Selecting the right -qarch
We need to ensure that the produced object code by the compiler is executable on any POWER4, POWER5 and POWER6 machine. Reading the descriptions for -qarch=pwr4, -qarch=pwr5 in the section describing the -qarch option we see that:
-qarch=pwr5 will generate code that can run on a POWER5, POWER5+
-qarch=pwr4 will generate code that can run on a POWER4, POWER5, POWER5+, PowerPC 970
POWER6 is not supported by v8 of XLC/C++ for AIX; however, POWER6 can run any code generated for POWER5 or POWER5+. In the documentation for v9 of XLC/C++ you would see
-qarch=pwr6 will generate code that can run on POWER6
-qarch=pwr5 will generate code that can run on a POWER5, POWER5+, POWER6
-qarch=pwr4 will generate code that can run on a POWER4, POWER5, POWER5+, POWER6, PowerPC 970
So out of the 3 possibilities the safe option to use would be -qarch=pwr4 as code produced will run all of the machines the application will be deployed on.
Now we could also use -qarch=pwr3 because it is labeled as
-qarch=pwr3 will generate code that can run on a POWER3, POWER4, POWER5, POWER5+, POWER6, PowerPC 970
In general it is best to specify the most modern machine type for -qarch that still permits the object code to be executable on all of the machines your application will be deployed. There is also a table in the compiler reference for v9 and a similar table in the compiler reference for v8 in section entitled "Acceptable compiler mode and processor architecture combinations" that can help make this decision.
You can see that specifying -qarch=pwr3 would work, but Large page support could not be exploited unless you specify -qarch=pwr4. Similarly using a the default -qarch=ppc, the compiler does not have to option of using graphics features, or square root features.
We could not look at this table alone and choose -qarch=pwr6 to take advantage of vector processing support, because -qarch=pwr6 generates code that can run only on POWER6 which would not work because we want to deploy our application on POWER4 and POWER5 as well.

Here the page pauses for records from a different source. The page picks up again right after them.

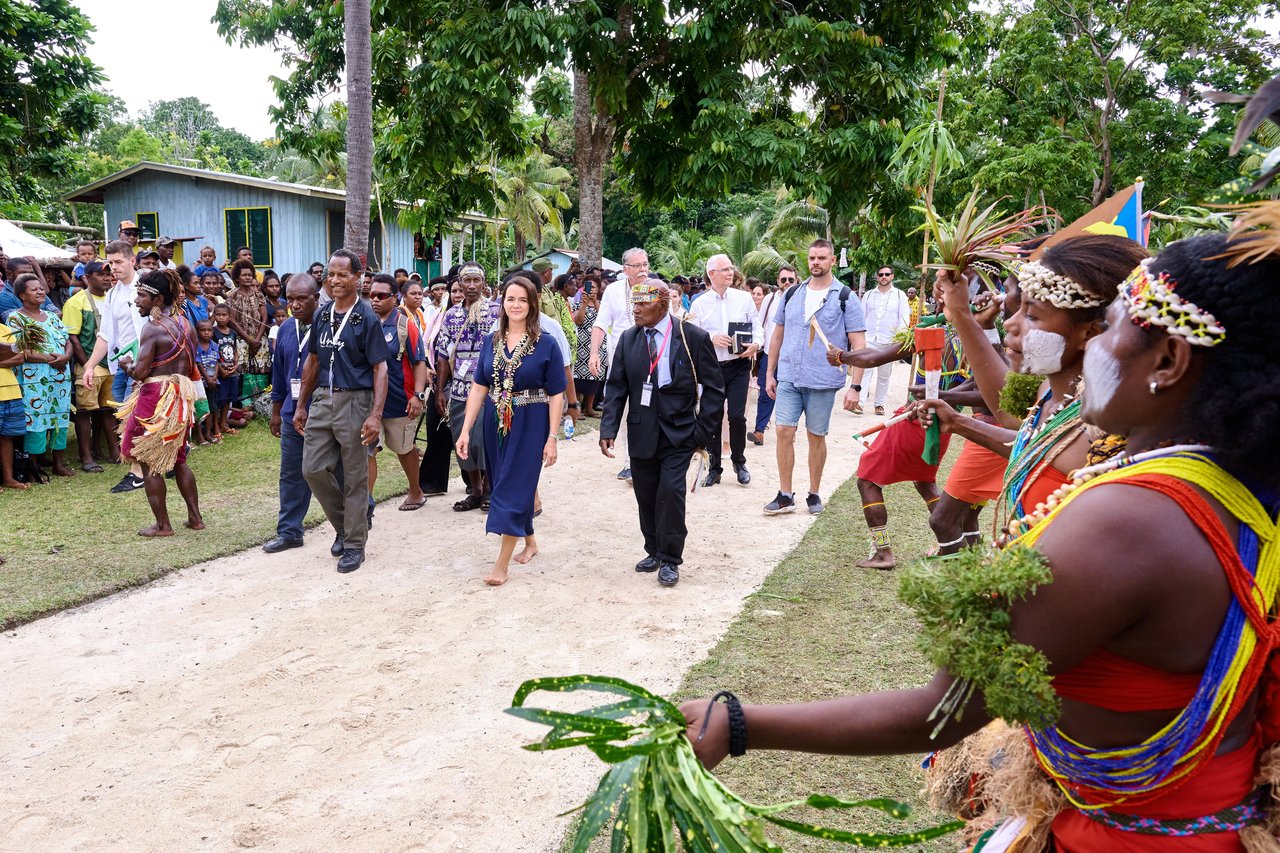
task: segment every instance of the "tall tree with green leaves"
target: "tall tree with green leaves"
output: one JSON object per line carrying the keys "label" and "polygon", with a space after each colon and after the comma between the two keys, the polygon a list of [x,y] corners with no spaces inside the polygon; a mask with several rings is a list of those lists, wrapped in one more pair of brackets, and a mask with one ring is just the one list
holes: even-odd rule
{"label": "tall tree with green leaves", "polygon": [[101,120],[89,19],[70,0],[0,0],[0,211],[38,217]]}
{"label": "tall tree with green leaves", "polygon": [[[952,30],[967,8],[965,0],[373,0],[388,189],[419,200],[411,218],[425,226],[489,207],[487,165],[529,142],[519,116],[526,82],[572,67],[584,262],[602,244],[609,162],[643,204],[785,182],[852,214],[887,167],[920,79],[954,55]],[[274,115],[292,143],[338,80],[336,8],[220,0],[216,20],[230,39],[284,49],[292,68],[276,83]]]}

Choosing the best -qtune option
The -qtune option does not determine what machines will be able to run your application but instead tells the compiler which machine it should try to make the application run fastest on.
In v9 of the compiler we made this choice easier. We added -qtune=balanced. This possible value of balanced will tune the application to run fastest on a broad range of processors.
The alternative to using -qtune=balanced is choosing a processor which will represent the majority of your users. So in the example the application will be deployed on POWER4, POWER5 and POWER6 machines. If the majority of your users will have a POWER5 processor it is probably best to try and make your application run fastest on a POWER5 machine. In that case -qtune=pwr5 is the prefered option.
In summary your customer should use -qarch=pwr4 and -qtune either pwr4 or pwr5 (pwr6 or balanced if they switch to v9)
A word of caution:
Higher level of optimization such as -O4 and -O5 are a very good way of making your application perform better; however, they have the side effect of setting -qarch=auto and -qtune=auto. The word "auto" is replaced with the architecture of the compiling machine. Since your client is using a POWER5 machine this would result in -qarch being set to pwr5 and -qtune being set to pwr5. As we saw from the discussion above, using -qarch=pwr5 will generate code that can run on POWER5 and POWER6. There is a possibility that an instruction will be used that cannot be executed by a POWER4 machine. The users with a POWER4 machine may get an Illegal Instruction exception.